Probabilistic Graph Features

TODO: summarize from

results from the combined analysis get collected into an intermediate form which is a probabilistic structure called a lemma graph.

note: NLP parsers tend to produce a wealth of annotations from raw text, most of which are thrown away in many application. what if instead this parse information got collected together, temporarily while analyzing a chunk of text?

an application running in production most likely would not want to persist the entirety of lemma graph data generated during analysis of a full corpus. instead, consider this structure as a kind of temporary cache during the analysis for one unit of work, i.e., a "chunk" of text.

from the pragmatics of writing, editing, and critical review, a natural size for this kind of chunking is to analyze at the paragraph level. in some domains, such as analysis of patent applications, chunking at the level of "claims" might be indicated.

the probabilistic aspects of the intermediate lemma graph data become especially important in a linguistic context:

  • entities have many surface forms
  • synonyms (synsets) change meanings in different domains, especially when abbreviated
  • ambiguous references may exist, though not all are important to resolve based on "premature optimization"

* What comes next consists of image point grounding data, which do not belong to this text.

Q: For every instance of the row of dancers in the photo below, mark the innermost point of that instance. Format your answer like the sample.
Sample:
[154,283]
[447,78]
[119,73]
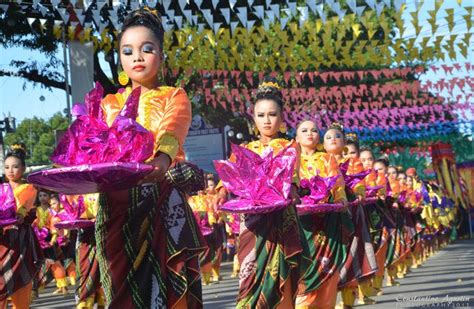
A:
[286,259]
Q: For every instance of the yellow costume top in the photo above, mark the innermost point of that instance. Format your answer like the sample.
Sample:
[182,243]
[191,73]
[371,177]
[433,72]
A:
[324,165]
[164,111]
[355,167]
[25,196]
[91,202]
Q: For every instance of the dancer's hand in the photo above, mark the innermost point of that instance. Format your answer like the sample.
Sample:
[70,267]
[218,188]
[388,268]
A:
[219,199]
[19,218]
[295,198]
[161,163]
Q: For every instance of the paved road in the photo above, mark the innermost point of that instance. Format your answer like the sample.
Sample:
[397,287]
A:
[446,280]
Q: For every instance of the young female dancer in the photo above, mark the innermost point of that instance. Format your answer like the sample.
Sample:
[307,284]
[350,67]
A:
[271,249]
[20,253]
[325,233]
[148,242]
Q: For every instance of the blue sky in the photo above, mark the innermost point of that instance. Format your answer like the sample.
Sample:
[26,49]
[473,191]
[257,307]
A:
[26,103]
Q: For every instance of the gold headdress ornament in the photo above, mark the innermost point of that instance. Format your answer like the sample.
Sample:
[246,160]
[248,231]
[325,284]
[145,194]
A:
[337,126]
[17,147]
[269,84]
[154,12]
[352,137]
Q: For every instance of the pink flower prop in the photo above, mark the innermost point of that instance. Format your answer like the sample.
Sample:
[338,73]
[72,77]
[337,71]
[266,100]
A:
[352,180]
[320,187]
[71,215]
[372,191]
[42,235]
[89,140]
[7,205]
[98,158]
[262,183]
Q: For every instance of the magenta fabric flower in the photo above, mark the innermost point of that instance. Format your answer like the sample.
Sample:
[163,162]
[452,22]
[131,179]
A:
[261,183]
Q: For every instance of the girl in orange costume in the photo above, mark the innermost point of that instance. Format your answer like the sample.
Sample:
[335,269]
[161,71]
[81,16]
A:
[45,222]
[271,246]
[18,243]
[323,232]
[147,239]
[356,273]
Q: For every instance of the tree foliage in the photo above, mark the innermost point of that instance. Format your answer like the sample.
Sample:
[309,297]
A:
[38,135]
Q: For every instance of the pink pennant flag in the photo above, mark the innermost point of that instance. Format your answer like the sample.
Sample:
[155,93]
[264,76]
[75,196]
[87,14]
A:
[337,76]
[324,76]
[286,77]
[249,76]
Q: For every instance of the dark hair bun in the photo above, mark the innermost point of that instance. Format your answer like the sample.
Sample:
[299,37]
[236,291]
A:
[270,89]
[17,150]
[146,18]
[384,160]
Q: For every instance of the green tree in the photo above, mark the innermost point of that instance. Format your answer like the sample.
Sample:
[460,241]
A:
[38,135]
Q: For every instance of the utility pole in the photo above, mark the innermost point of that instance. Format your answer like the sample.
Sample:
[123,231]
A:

Note that semantic modeling practices using RDF tend to have a relatively trivial notion of "synonyms", notably by annotating a subject with one preferred label and zero or more additional labels. This may be sufficiently descriptive for building taxonomies manually; however, this approach is not sufficient for making the modeled representation computable in light of the many kinds of surface forms and possible sources of ambiguity. The RDF representation uses skos:broader to connect surface forms, and the LPG representation uses probabilities to manage disambiguation these terms.